Per la cronaca, i suoi genitori erano arrivati in Illinois pochi mesi prima della sua nascita ed erano morti in un incidente solo qualche anno prima; naturalmente, anche loro erano stati cremati…
Dalla stampante uscirono certificati di nascita, vaccinazioni, previdenza sociale, scolastici, ecc.
“Per quanto riguarda una laurea dovrai aspettare, ma l’avrai, non preoccuparti” lo rassicurò Bill.
“Grazie… ci tenevo così tanto a quella del MIT” disse Matt sconsolato.
“Bill potrà farti laureare al CalTech, magari… tanto per restare in tema.” Oliver cercò di confortarlo. Gli faceva un po’ di tenerezza: la sua preziosissima laurea che gli aveva rovinato la vita, eppure così amata e apprezzata.
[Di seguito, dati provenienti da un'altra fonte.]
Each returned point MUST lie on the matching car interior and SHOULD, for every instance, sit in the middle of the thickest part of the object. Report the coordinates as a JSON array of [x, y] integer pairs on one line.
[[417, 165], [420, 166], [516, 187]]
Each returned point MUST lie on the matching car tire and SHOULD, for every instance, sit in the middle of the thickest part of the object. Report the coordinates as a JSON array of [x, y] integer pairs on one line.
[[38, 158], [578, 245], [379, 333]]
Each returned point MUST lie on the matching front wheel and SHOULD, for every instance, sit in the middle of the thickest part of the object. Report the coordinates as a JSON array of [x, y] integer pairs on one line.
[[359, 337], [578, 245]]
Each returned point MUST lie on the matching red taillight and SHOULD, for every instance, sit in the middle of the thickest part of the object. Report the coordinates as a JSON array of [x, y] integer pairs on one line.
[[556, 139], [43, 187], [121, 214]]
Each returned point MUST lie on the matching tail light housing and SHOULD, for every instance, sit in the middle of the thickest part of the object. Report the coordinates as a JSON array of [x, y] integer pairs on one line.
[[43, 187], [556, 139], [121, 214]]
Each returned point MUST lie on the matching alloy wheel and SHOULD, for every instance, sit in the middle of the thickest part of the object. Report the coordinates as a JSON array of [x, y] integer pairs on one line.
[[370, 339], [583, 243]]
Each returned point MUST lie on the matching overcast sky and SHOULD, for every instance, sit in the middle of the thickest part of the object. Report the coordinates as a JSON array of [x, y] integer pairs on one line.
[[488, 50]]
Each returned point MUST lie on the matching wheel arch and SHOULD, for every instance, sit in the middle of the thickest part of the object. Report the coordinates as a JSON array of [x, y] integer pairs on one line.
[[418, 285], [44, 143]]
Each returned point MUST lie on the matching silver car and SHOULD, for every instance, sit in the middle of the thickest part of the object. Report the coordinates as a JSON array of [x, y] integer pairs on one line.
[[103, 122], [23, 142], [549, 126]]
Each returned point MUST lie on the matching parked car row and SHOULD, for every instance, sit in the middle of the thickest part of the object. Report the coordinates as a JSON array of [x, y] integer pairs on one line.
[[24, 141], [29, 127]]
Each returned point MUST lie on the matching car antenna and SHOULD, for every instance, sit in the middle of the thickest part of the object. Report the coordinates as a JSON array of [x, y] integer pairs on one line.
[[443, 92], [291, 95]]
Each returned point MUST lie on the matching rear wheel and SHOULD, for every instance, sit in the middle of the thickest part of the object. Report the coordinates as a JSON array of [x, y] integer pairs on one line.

Gli sembrò strano confortarlo, lui che di studiare proprio non ne aveva voluto sapere!
“La CalTech andrà bene” disse solenne Bill e Matt sorrise contento.
Subito dopo lo mandò a fare la fotografia in un’altra stanza, accompagnato da una segretaria carina e paffuta.
Bill stampò un foglio e lo porse a Oliver.
“Qui a Los Angeles sono il tuo avvocato e questi sono il mio mandato e il documento con il quale assumi Gabriel Gray” disse e fece segno a Ollie dove doveva firmare.
La mail che Felicity aveva spedito con tutti i dettagli dell’“assunzione” era arrivata in tempo.
“Fammi sapere quanto ti devo” iniziò a dire Oliver ma Bill lo interruppe.
“Non mi devi niente… come immagini, mi “occupo” di ricreare le identità delle persone; tutti questi documenti sono reali e passeranno i controlli; tu sei un uomo d’affari,  non è poi così strano che tu abbia un avvocato qui a LA… e non voglio nulla: dovevo pagare una scommessa a Marty, perciò” e lasciò cadere la frase.
“Non è la prima volta che fate una cosa del genere, vero?”
Bill scosse la testa piena di ciuffi neri. “No, e non sarà l’ultima” sospirò.
 
Un’ora dopo essere entrati, Oliver Queen e Matthew Sandler uscirono dallo studio dell’avvocato Roots. Il giovanotto con i dreads teneva in mano una cartellina piena di documenti nuovi di zecca e una lettera di assunzione per il suo nuovo lavoro.
Stava andando tutto per il meglio ma, al tempo stesso, tutto era precipitato. Matt smise di camminare e come un bambino si portò una mano sul viso e pianse. Matthew Sandler non esisteva più!
Oliver gli batté la mano sulla schiena per incitarlo e il giovanotto alzò la testa e le spalle, tirò su col naso e lo guardò.
“Andiamo, Gabe… ti regalo una bottiglia di whiskey” disse Oliver sorridendo.
“Tequila… meglio tequila” precisò serio il signor Gray.
“E tequila sia” rispose l’altro.
 
 


 


 
Scusatemi per il lungo silenzio, ma sono successe tante cose, non ultima (e sicuramente la più importante per questa storia) la perdita della usb che conteneva gli ultimi due capitoli.
Siamo arrivati al penultimo capitolo. Manca poco.
Avevo fatto nascere Matt a Chicago perché stavo recuperando “The good wife” che mi piaceva (mi piace tutt’ora) tanto.
Grazie per la pazienza.
Monty
 
*Gabriel Gray è l’orologiaio di “Heores”
 


Disclaimer: Eric Beale, Martin A. “Marty” Deeks, Felicity Smoak, Oliver “Ollie” Queen, Monty, Hetty, Arrow, Star City, l’Hobbit e l’orologiaio Gabriel Gray non li ho inventati io. Peccato.